Wie gut sind die Intensivstationen vorbereitet?

Operationssäle werden zu neuen Intensivstationen umgewidmet, die Kliniken bestellen neue Beatmungsgeräte. Seit Wochen bereiten sich deutsche Intensivstationen darauf vor, möglichst viele COVID-19-Patienten gleichzeitig behandeln zu können. Obwohl immer mehr Patienten durch das neue Coronavirus schwer erkranken, haben fast alle Intensivstationen noch genügend Betten frei. Das zeigt das neue Intensivbettenregister der Deutschen interdisziplinären Vereinigung für Intensiv- und Notfallmedizin (DIVI).

Wie lange werden COVID-19-Patienten auf der Intensivstation behandelt?

In den Intensivstationen werden nur die schwer kranken COVID-19-Patienten behandelt. Einige Patienten können die Intensivstationen nach wenigen Tagen wieder verlassen. Die meisten schwer erkrankten Infizierten müssen aber mehrere Wochen beatmet werden. In der Lunge kommt es dann zu ungewöhnlich starken Entzündungen. Die Lunge kann weniger Sauerstoff aufnehmen – deshalb müssen die Patienten zusätzlich beatmet werden. In Extremfällen kann eine Lungenersatzmaschine die Funktion der Lunge übernehmen. Werden die Patienten beatmet, liegen sie laut ersten Studien in China im Schnitt rund 17 Tage auf Intensivstationen. Eine fundierte Analyse aus Deutschland gibt es bisher nicht. Doch einige deutsche Intensivstationen melden laut DIVI deutlich längere Beatmungszeiten – statt zwei eher drei Wochen.

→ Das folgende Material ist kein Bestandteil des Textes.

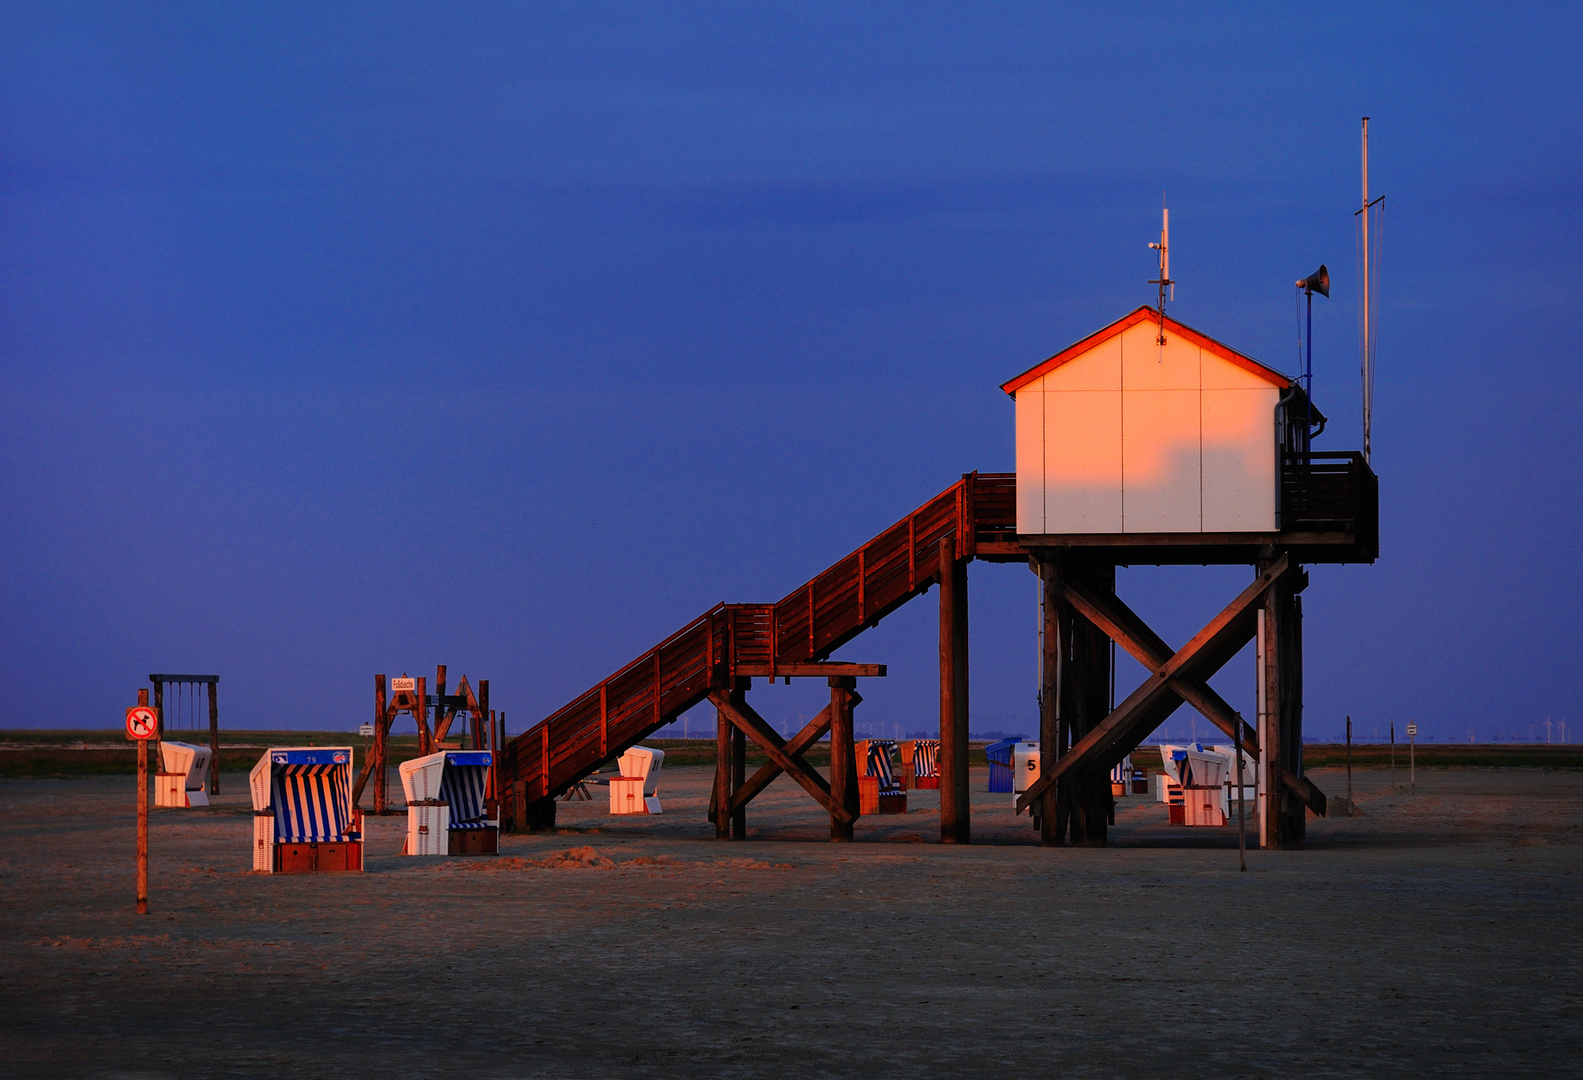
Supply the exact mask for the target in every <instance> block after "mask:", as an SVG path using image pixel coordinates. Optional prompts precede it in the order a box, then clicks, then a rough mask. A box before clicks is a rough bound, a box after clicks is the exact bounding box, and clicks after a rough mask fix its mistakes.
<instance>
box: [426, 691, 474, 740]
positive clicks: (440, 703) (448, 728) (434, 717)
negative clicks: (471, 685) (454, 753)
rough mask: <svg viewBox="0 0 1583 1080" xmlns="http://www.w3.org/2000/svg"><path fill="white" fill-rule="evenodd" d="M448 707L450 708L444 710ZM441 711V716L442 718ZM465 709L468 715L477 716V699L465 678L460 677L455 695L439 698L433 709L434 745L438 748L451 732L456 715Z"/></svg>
mask: <svg viewBox="0 0 1583 1080" xmlns="http://www.w3.org/2000/svg"><path fill="white" fill-rule="evenodd" d="M445 706H450V708H445ZM442 709H443V716H442ZM462 709H467V713H469V714H472V716H478V697H476V695H475V694H473V687H472V686H470V684H469V683H467V676H465V675H464V676H462V681H461V684H457V687H456V694H446V695H443V697H442V698H440V702H438V705H435V708H434V743H435V746H438V743H440V740H443V738H445V736H446V735H450V732H451V721H454V719H456V714H457V713H459V711H462Z"/></svg>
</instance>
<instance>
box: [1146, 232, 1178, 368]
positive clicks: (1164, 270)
mask: <svg viewBox="0 0 1583 1080" xmlns="http://www.w3.org/2000/svg"><path fill="white" fill-rule="evenodd" d="M1149 247H1152V249H1154V250H1157V252H1159V253H1160V276H1159V277H1157V279H1154V280H1151V282H1149V285H1159V287H1160V336H1159V344H1160V345H1164V344H1165V290H1167V287H1168V288H1170V290H1171V299H1176V282H1173V280H1171V212H1170V211H1168V209H1165V207H1164V206H1162V207H1160V242H1159V244H1149Z"/></svg>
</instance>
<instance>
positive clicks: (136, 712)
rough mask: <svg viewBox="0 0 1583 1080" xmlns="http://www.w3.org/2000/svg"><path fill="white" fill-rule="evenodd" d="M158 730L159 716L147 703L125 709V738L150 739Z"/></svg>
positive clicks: (159, 728) (146, 739) (143, 739)
mask: <svg viewBox="0 0 1583 1080" xmlns="http://www.w3.org/2000/svg"><path fill="white" fill-rule="evenodd" d="M158 732H160V717H158V716H155V713H154V709H150V708H149V706H147V705H133V706H131V708H130V709H127V738H130V740H150V738H154V736H155V735H158Z"/></svg>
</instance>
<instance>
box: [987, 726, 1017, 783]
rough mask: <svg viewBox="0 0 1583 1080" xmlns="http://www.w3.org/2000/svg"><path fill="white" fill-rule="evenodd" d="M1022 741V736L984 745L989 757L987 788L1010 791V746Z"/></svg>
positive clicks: (1010, 782) (1012, 746)
mask: <svg viewBox="0 0 1583 1080" xmlns="http://www.w3.org/2000/svg"><path fill="white" fill-rule="evenodd" d="M1021 741H1023V736H1021V735H1019V736H1016V738H1010V740H1000V741H997V743H991V744H989V746H986V747H985V757H988V759H989V790H991V792H1007V793H1010V792H1012V765H1013V763H1012V747H1013V746H1016V744H1018V743H1021Z"/></svg>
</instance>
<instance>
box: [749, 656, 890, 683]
mask: <svg viewBox="0 0 1583 1080" xmlns="http://www.w3.org/2000/svg"><path fill="white" fill-rule="evenodd" d="M736 675H739V676H744V678H771V679H779V678H787V676H790V678H793V679H799V678H801V679H825V678H829V676H833V675H845V676H850V678H856V679H877V678H883V676H885V665H883V664H844V662H839V660H831V662H828V664H738V665H736Z"/></svg>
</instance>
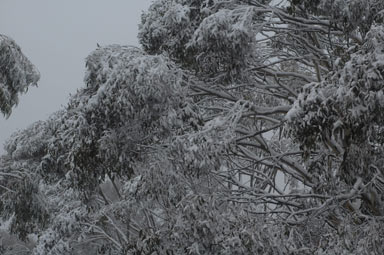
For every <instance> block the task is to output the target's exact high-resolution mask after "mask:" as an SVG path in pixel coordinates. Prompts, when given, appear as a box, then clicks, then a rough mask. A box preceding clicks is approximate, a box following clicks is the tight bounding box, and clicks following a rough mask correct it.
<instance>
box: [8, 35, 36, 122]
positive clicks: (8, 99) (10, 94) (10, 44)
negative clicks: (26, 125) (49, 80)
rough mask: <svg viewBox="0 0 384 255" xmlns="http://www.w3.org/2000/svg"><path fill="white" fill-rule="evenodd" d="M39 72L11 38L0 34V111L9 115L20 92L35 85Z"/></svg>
mask: <svg viewBox="0 0 384 255" xmlns="http://www.w3.org/2000/svg"><path fill="white" fill-rule="evenodd" d="M39 79H40V74H39V72H38V71H37V69H36V68H35V66H34V65H33V64H32V63H31V62H30V61H29V60H28V59H27V58H26V57H25V56H24V54H23V53H22V52H21V49H20V47H19V46H18V45H17V44H16V43H15V41H14V40H12V39H11V38H9V37H7V36H5V35H0V111H1V113H2V114H4V115H5V116H9V115H10V114H11V111H12V107H13V106H15V105H16V104H17V103H18V98H19V95H20V94H21V93H25V92H26V91H27V90H28V87H29V86H31V85H37V82H38V80H39Z"/></svg>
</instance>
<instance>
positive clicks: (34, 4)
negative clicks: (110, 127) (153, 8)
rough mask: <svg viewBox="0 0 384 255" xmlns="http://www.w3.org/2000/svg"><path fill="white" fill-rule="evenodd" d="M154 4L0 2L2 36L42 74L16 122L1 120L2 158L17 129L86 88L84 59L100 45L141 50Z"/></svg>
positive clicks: (90, 0) (23, 104)
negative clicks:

Die Beatmung von COVID-19-Patienten ist komplex. Für das Team einer Intensivstation sind diese Patienten eine große Herausforderung. Die Maschinen müssen permanent auf die Situation des Patienten angepasst werden. Im Video sehen Sie, worauf die Intensivmediziner und -Pfleger achten müssen, wenn Intensivpatienten an einer Beatmungsgerät angeschlossen sind.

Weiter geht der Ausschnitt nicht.